Department of Human Genetics, University of Chicago, Chicago, IL 60637, USA.
Bioinformatics. 2011 Aug 1;27(15):2144-6. doi: 10.1093/bioinformatics/btr354. Epub 2011 Jun 19.
Sequencing-based assays such as ChIP-seq, DNase-seq and MNase-seq have become important tools for genome annotation. In these assays, short sequence reads enriched for loci of interest are mapped to a reference genome to determine their origin.
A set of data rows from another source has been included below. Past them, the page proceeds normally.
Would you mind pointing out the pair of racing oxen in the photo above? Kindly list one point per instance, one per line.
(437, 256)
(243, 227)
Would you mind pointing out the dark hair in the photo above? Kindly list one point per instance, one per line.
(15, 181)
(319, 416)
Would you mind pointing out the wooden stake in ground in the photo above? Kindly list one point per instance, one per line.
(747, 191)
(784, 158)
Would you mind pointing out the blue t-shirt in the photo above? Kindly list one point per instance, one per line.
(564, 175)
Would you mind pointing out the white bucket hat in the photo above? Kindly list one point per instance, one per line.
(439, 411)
Here, we consider whether false positive peak calls can be caused by particular type of error in the reference genome: multicopy sequences which have been incorrectly assembled and collapsed into a single copy.
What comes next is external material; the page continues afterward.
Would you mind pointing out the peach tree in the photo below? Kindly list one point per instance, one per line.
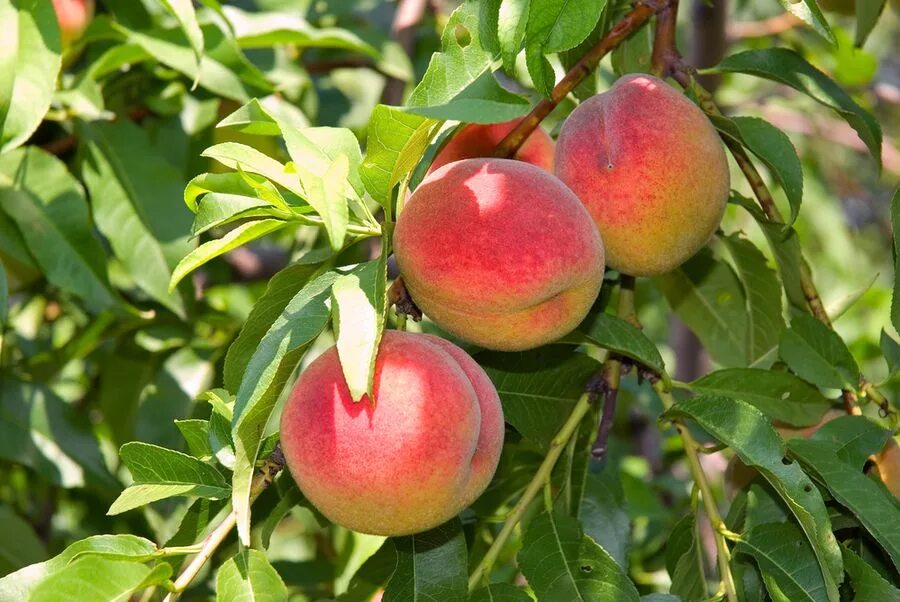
(476, 300)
Using sequencing data from the 1000 Genomes Project, we systematically scanned the human genome for regions of high sequencing depth. These regions are highly enriched for erroneously inferred transcription factor binding sites, positions of nucleosomes and regions of open chromatin. We suggest a simple masking procedure to remove these regions and reduce false positive calls.
Files for masking out these regions are available at eqtl.uchicago.edu
基于测序的测定方法,如 ChIP-seq、DNase-seq 和 MNase-seq,已成为基因组注释的重要工具。在这些测定方法中,富集感兴趣基因座的短序列读取被映射到参考基因组上,以确定其来源。在这里,我们考虑参考基因组中的特定类型错误是否会导致假阳性峰调用:多拷贝序列被错误组装并折叠成单个拷贝。
我们使用来自 1000 基因组计划的测序数据,系统地扫描人类基因组中测序深度较高的区域。这些区域高度富含错误推断的转录因子结合位点、核小体位置和开放染色质区域。我们建议使用一种简单的屏蔽程序来删除这些区域并减少假阳性调用。
可在 eqtl.uchicago.edu 获得用于屏蔽这些区域的文件。